Inventory levels continue to build as more new homes hit the market

The trend of growing inventories has continued this month, with 15.91% more inventory on the market in June on a year-over-year basis. This growth in inventories can be attributed to the fact that the new homes are hitting the market at a much faster rate than new buyers are entering the market. In June, we saw a 0.77% increase in the number of existing homes sold on a year-over-year basis, while at the same time, we saw a 7.25% increase in the number of new listings hitting the market. Although there are still some buyers entering into the market every month, there is still a rather large contingent of people holding out until rates come back down.

The Fed is holding rates steady due to economic uncertainty

This past month, we saw the Fed hold rates steady once again, as they brace for the consequences of the newly minted tariff policies that went into effect in early August. Although inflation data has led many to believe that we need to see substantial rate cuts in the not-so-distant future, Fed officials are incredibly concerned about the potential impacts of the freshly enacted tariff policy. Additionally, the Fed has a dual mandate; it’s responsible for controlling inflation and promoting maximum employment. At this point in time, we’re seeing relatively low inflation, and a very low unemployment rate, so Fed officials seemingly aren’t in a hurry to cut the federal funds rate.

Mortgage rates remain stagnant, but comparatively high

It probably isn’t much of a surprise that inventories are building and median sale prices have remained relatively stagnant, given the lack of movement in rates. Many believe that there is a very large contingent of people who simply aren’t willing to pay a comparatively very high interest rate to purchase a home, especially given that many have locked into rates in the 2-4% range on existing homes. The consistently high mortgage rates that we’ve seen have led people to stay in their homes for longer, resulting in more sellers on the market than buyers. However, we might see some movement if we see some positive commentary from the Fed in the upcoming FOMC meeting.

However, it’s important to remember that this is what we’re seeing at a national level. Oftentimes, what we see in California can be quite a bit different than the nation as a whole. We’ve done a deep dive into California markets in the local lowdown section below.

Big Story Data

A line graph showing existing home sales and inventory from June 2024 to June 2025. Existing home sales, represented by a dark blue line, fluctuate between 3.8M and 4.3M, peaking in December 2024 and March 2025. Inventory, represented by a light blue line, steadily increases from 1.3M to nearly 1.5M over the period.

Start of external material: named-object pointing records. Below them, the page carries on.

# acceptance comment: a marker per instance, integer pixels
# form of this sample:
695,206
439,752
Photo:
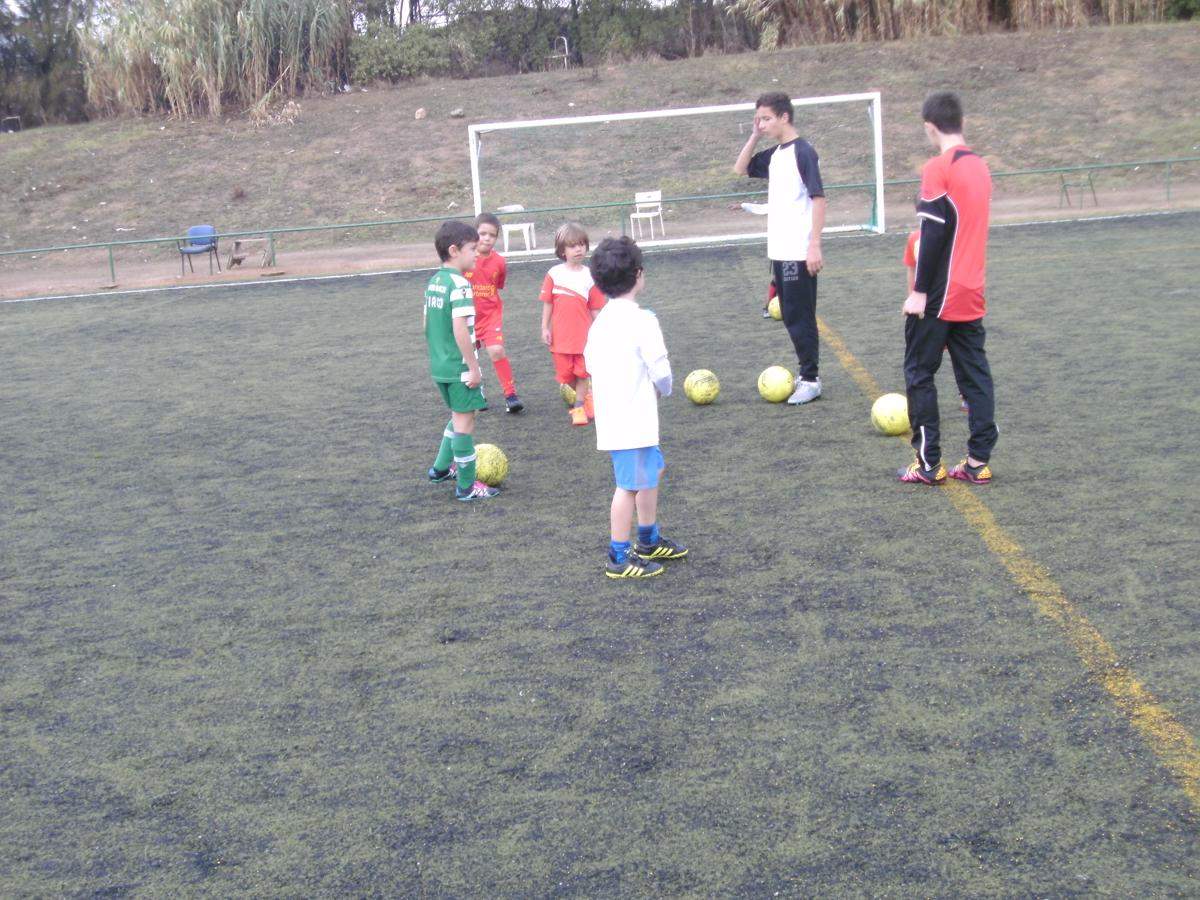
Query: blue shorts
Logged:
637,469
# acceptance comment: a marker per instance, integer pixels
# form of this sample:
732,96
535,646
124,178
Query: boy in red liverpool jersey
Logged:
486,282
570,301
911,247
946,306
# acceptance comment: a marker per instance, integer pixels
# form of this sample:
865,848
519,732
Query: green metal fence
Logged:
621,207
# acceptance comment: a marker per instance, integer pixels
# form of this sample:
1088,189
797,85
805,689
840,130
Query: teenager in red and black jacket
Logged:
947,304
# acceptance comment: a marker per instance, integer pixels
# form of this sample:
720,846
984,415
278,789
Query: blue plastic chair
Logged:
201,239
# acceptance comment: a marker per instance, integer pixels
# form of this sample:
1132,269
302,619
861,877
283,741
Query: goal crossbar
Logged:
474,132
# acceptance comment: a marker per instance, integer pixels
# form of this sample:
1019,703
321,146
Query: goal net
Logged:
592,168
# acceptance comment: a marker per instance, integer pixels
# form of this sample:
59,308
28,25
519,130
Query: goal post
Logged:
591,167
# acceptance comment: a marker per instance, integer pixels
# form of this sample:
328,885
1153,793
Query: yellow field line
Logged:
1170,742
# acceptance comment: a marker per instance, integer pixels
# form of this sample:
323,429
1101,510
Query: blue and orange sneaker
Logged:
975,474
917,474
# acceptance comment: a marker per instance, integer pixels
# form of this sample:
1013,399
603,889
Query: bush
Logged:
384,55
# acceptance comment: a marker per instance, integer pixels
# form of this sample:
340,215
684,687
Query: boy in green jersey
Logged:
450,335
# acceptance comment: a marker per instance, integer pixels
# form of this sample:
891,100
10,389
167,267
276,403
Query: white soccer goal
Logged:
591,167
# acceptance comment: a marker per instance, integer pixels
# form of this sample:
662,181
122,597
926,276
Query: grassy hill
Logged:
1042,99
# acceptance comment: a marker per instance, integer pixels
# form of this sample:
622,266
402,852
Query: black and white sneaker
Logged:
663,550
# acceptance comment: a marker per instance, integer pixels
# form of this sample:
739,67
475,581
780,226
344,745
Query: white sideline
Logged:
655,249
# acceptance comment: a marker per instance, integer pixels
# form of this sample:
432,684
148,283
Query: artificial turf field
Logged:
245,648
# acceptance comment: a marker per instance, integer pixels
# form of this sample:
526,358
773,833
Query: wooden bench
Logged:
245,247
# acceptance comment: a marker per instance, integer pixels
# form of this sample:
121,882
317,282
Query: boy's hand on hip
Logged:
815,262
915,305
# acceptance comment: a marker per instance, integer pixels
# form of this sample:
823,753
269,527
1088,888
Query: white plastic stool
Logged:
527,232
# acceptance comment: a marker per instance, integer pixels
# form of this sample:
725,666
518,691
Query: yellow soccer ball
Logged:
491,465
701,387
775,384
889,414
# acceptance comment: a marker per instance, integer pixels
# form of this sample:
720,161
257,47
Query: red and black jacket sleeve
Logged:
939,221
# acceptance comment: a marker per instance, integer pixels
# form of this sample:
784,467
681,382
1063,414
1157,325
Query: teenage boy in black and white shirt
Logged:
796,209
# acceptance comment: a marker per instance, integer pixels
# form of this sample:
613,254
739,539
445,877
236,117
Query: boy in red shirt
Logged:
486,282
571,300
946,307
910,262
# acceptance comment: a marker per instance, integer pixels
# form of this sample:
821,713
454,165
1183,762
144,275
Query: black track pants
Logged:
798,303
924,341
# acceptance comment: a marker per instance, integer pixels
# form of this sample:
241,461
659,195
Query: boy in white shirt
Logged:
630,370
796,210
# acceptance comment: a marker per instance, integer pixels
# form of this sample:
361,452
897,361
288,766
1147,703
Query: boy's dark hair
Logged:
568,235
779,103
943,111
615,265
453,234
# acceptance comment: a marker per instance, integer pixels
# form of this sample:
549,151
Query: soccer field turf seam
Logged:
539,261
1171,743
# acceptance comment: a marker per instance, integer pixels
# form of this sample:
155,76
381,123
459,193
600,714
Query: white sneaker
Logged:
805,393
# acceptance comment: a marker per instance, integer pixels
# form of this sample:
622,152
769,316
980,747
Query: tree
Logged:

A line graph showing the Federal Reserve's holdings of mortgage-backed securities from 2009 to 2025. The holdings, measured in millions of dollars, show a rapid increase from 2009 to early 2011, then level off and slightly decline before a sharp increase in early 2020. The peak is reached in early 2022 at just over $2.5 trillion, followed by a gradual decline through 2025.

A bar chart displaying the median monthly principal and interest (P&I) payment from May 2024 to May 2025. The payments, measured in dollars, fluctuate between approximately $2,000 and $2,250. The highest payment is in May 2025 at $2,254, while the lowest is in May 2024 at $2,036 and September 2024 at $2,029.

A combination bar and line chart showing the median sales price and 30-year mortgage rates from June 2024 to June 2025. The median sales price, represented by dark blue bars, fluctuates between $393,400 and $435,300. Mortgage rates, represented by a light blue line, fluctuate between approximately 6.0% and 6.8%, peaking around November 2024 and April 2025.

A line graph showing new listings in the United States from July 2018 to July 2025. The number of new listings, measured in counts, shows a strong seasonal pattern with peaks typically in the spring and troughs in the winter. The overall trend shows higher listing counts in 2018-2021 compared to 2022-2025. The highest peak is near 600,000 in early 2019, while the lowest point is just above 200,000 in early 2023.